We featured Red Hat in a recent article, where we argued that Red Hat's business model was under attack.
The attack, which is coming from two flanks, started with Oracle which last October decided to resell Red Hat Enterprise Linux (RHEL) alongside its eponymous database. And an initiative by Sun, announced in January, aims to undercut Red Hat with a support package that makes open source Solaris half as expensive to run as Red Hat's Linux. Jim Craig, Sun's UK software marketing manager, pitched open sourced Solaris as a contender for Red Hat's crown.
But Novell has coming riding to the rescue, in the shape of Adrian Keward, Linux and open source architect at Novell's consulting division. Keward doesn't just represent Novell. He worked in Sun's Solaris division for years and knows where the bodies are buried -- and he's been showing us around the graveyard.
Sun's Craig specifically trashed not just Red Hat but mainly Linux, saying that his customers believe Linux doesn't do what they expected in terms of reliability, security, cheap deployment and management. The result, argued Craig, was that instead, enterprises were moving towards Solaris x86 now that it's open source.
But is this true? Not if you believe Keward.
Keward, once Sun UK's Solaris pre-sales manager, said he moved to Novell because he wanted to be more involved with the future of Linux. He argued that Sun is a company whose primary focus is selling proprietary hardware in a rapidly commoditising world. As a result, for Sun the software's job is to support hardware sales, not stand alone -- and as a result, the software division and its products suffered.

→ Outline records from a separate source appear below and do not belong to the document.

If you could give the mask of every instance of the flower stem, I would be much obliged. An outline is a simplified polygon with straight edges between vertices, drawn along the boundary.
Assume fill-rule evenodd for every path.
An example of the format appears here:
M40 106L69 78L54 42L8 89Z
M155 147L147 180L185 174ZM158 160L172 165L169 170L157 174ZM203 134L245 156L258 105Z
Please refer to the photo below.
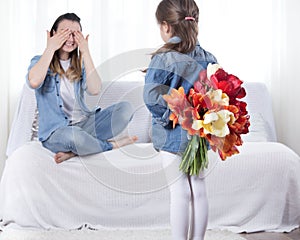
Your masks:
M198 175L208 166L205 138L193 135L182 155L179 169L189 175Z

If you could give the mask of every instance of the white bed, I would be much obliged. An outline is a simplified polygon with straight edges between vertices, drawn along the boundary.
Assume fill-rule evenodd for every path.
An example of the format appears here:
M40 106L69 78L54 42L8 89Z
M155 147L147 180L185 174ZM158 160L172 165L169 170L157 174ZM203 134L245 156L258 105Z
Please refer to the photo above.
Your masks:
M0 185L2 228L169 227L168 183L152 148L151 117L138 80L113 82L99 101L90 99L102 107L132 102L137 111L124 134L138 135L138 143L59 165L53 153L31 141L35 99L24 87ZM203 173L208 229L289 232L300 223L300 158L276 142L266 86L245 87L252 125L240 154L222 162L210 152Z

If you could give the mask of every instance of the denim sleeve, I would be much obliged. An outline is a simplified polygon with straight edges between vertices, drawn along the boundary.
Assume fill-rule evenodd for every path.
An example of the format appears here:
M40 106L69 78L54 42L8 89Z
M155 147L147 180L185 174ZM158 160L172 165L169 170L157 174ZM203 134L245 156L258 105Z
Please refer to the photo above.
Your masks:
M144 102L156 123L166 127L169 125L171 110L168 108L163 95L169 92L166 84L170 74L164 67L164 62L159 56L154 56L145 77Z
M30 65L28 67L28 70L27 70L27 74L26 74L26 84L28 85L29 88L33 89L31 86L30 86L30 83L29 83L29 71L30 69L40 60L41 56L34 56L31 61L30 61ZM40 86L41 87L41 86Z

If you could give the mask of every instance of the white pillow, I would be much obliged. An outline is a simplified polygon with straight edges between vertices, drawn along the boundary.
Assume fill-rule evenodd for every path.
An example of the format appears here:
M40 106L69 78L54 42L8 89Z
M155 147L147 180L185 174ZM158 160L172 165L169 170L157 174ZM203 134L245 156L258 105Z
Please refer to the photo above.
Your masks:
M250 113L249 133L242 134L244 142L269 142L272 139L271 129L268 122L260 113Z

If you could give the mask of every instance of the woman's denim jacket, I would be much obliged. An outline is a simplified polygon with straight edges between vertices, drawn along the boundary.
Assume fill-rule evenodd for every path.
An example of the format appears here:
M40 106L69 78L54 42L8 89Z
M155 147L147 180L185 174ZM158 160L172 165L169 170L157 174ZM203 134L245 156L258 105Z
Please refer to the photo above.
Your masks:
M169 120L171 110L162 96L180 86L188 93L199 72L208 63L216 62L199 43L189 54L171 51L153 56L145 77L144 101L152 114L152 142L156 150L182 153L188 143L187 132L179 124L173 128Z
M29 70L38 62L41 56L35 56L30 63L26 81L30 87L28 74ZM90 110L84 101L84 92L86 90L86 73L82 69L80 81L74 83L75 98L81 111L88 116L93 114L96 109ZM70 121L63 111L63 101L60 96L60 76L53 74L48 69L45 81L35 89L37 107L39 111L39 131L38 137L40 141L45 141L53 131L60 127L69 125Z

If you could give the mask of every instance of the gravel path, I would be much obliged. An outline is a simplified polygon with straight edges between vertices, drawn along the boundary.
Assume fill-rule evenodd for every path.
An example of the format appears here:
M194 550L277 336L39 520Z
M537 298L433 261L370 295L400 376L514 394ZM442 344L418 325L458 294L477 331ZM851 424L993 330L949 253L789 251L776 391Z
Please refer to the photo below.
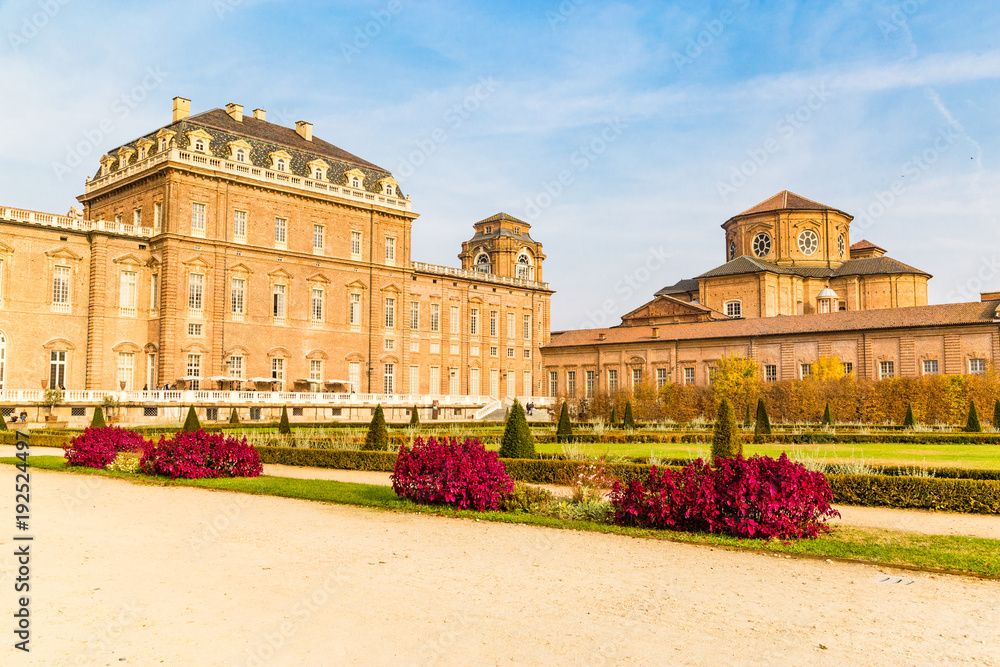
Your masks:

He said that Sun's move to open source Solaris, first mooted publicly back in 2004, was an act of desperation. The development of the x86 version, where Solaris had previously been available only for Sun's hardware, was poorly managed, he said, and was an example of how the hardware division drives Sun.
"We tried selling Solaris x86 but couldn't get Sun ISVs to come forward help us sell it. They didn't believe in it and it took a lot of resource," he said. "It wasn't an easy migration -- in fact it's easier to go from Solaris Sparc to Linux because of the availability of tools and utilities, than it is to go to Solaris x86. Applications are scarce and recompiling isn't simple."
For Keward, the software division's second-class citizen status within Sun was confirmed when x86 was axed in 2001.
"When Rich Green [Sun's software VP] pulled the plug on Solaris x86 in 2000, we couldn't believe it. What it meant was that Sun didn't believe in the future of x86 -- they thought that, in future the Sparc architecture would become commoditised," said Keward.
"The timing was financially driven. It was the end of dotcom boom, there was no relationship with AMD and the relationship with Intel was going sour. We couldn't have two platforms, and x86 was the unloved child as far as Sun was concerned."
Yet for Keward, Sun continues to try to buck reality. "The company sells proprietary hardware in a commodity world," he said, predicting a grim future for the company. "Sun had war-chest in 2002 of eight billion dollars, now it's down to two or three, and they only have patent money from Microsoft to prop them up."
Keward buttressed his case for Sun's hardware focus by describing what he called the reality of Sun's software support operation. "They call it follow the sun but in reality it's daylight hours only. They're good at fixing hardware -- they have the partners. But with Solaris or Web server software problems of any complexity you have to talk to someone in the US because there's only two people in the Europe. They're simply not staffed to allow specialisms in the non-US time zones."
He predicted a gloomy future for the company's software operation, adding that performance is another key issue. He said that benchmarks showed speeds of up to four to ten times faster using Linux on x86 hardware that Solaris on Sun hardware. "One customer -- a large retail bank performed a soak test using the latest four-socket chips with eight cores. The Intel chip showed performance up to 30 times faster and 15-20 times cheaper when running SuSE Linux." But then he would say that...
On more solid ground, he opined that: "Schwartz 'gets' open source but the approach is opportunistic. They're being dragged towards it. And Sun's afraid of IBM, which has more Java programmers than everyone else, and that IBM will do to Sun over Java what Microsoft did to IBM over NT."
Keward was less harsh in his hopes for where the company's future. "I hope it's not too late for Sun and that it can turn the corner and do the right thing. But are customers are ready to allow that? I think the market's moved on."